The next day, you’ll find the same crowd recovering down the street over brunch at Nick’s. While you’re waiting for a table, browse the shelves at Armageddon Shop, purveyor of Providence-made music and the city’s iconic Technicolor silk-screened posters. The clerks may give you a funny look if you tell them you’re “on vacation” in Providence; better to say you’re just avoiding Boston.
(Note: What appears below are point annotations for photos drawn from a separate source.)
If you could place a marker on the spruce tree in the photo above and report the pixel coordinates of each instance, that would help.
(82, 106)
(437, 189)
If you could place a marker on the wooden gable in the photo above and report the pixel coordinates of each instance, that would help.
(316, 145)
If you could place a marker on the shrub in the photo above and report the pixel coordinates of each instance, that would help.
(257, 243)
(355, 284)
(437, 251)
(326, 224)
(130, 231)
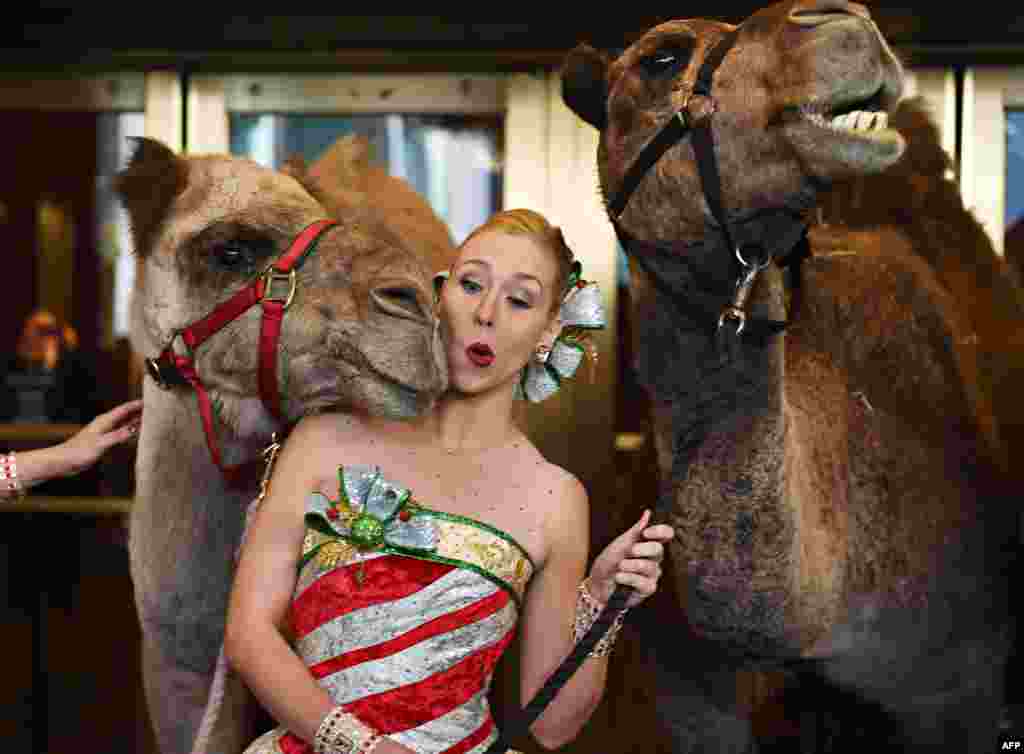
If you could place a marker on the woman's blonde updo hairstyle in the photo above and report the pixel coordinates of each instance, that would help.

Raleigh, North Carolina – Poole’s Downtown Diner

Poole’s serves late on Saturday night, and even though you’re stuffed with macaroni au gratin and buttermilk fried chicken, you ask the hostess what time they start serving Sunday brunch. It’s the triumph of logic over satiation: You will have to eat tomorrow, and this is clearly the best food in town. The polished retro space—once an honest-to-God diner—looks just as good in daylight. The crispy catfish entrée is re-imagined as a BLT; the wine list loses none of its appeal. You’d have to wait till Monday to catch another dinner, which seems like not a bad idea.
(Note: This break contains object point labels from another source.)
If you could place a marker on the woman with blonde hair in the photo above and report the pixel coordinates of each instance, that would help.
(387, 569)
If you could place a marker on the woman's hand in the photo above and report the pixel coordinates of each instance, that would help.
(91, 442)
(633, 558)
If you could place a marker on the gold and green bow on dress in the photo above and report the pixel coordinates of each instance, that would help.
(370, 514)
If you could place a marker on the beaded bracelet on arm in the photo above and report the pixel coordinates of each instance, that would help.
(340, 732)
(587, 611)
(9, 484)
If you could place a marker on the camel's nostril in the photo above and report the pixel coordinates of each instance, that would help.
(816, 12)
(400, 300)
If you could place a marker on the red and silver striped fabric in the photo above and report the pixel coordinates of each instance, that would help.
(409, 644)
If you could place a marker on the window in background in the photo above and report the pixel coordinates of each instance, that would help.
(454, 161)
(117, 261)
Boulder, Colorado – Frasca

A frasca is an old-school farmers’ hangout in Friuli, Italy, but Frasca the restaurant, in a posh piece of Boulder, is a happy cult of new-world Friulian obsessives. Led by chef Lachlan Mackinnon-Patterson, they’re riffing on the culinary heritage of the Italian region using Colorado’s finest produce. If you put Frasca in downtown Manhattan, it would compete with the best Italian restaurants in the city. If you put it in the middle of Friuli, the locals would likely recognize a reflection of their better culinary selves and travel to pay homage, just as we do.

Athens, Georgia

I’ll be fine if I never see another rock show in New York City. The scrum for tickets starts two months ahead of time; the well drinks cost $8. To paraphrase Johnny Paycheck, you can take all that and shove it. Instead, I’ll take the scene in Athens. The city’s best venues, the 40 Watt Club and the Caledonia Lounge, both host bands that play big venues in big cities and hit all the right notes: cheap cover, good sound.

Louisville, Kentucky

Here’s a pocket of our culture where where dirt-cheap field-level tickets are available at the walk-up counter, where kids can run the bases after the game without getting tased. Enjoy the slightly absurd undercurrent. Free gas-card giveaways! Win-or-lose fireworks! Appearances by semifamous local animals! We’re fans of the Louisville Bats, a Triple A club that draws more than 8,000 fans per home game. That’s just enough to summon a genuine crowd roar, but never enough to jam up the line for the bathroom trough.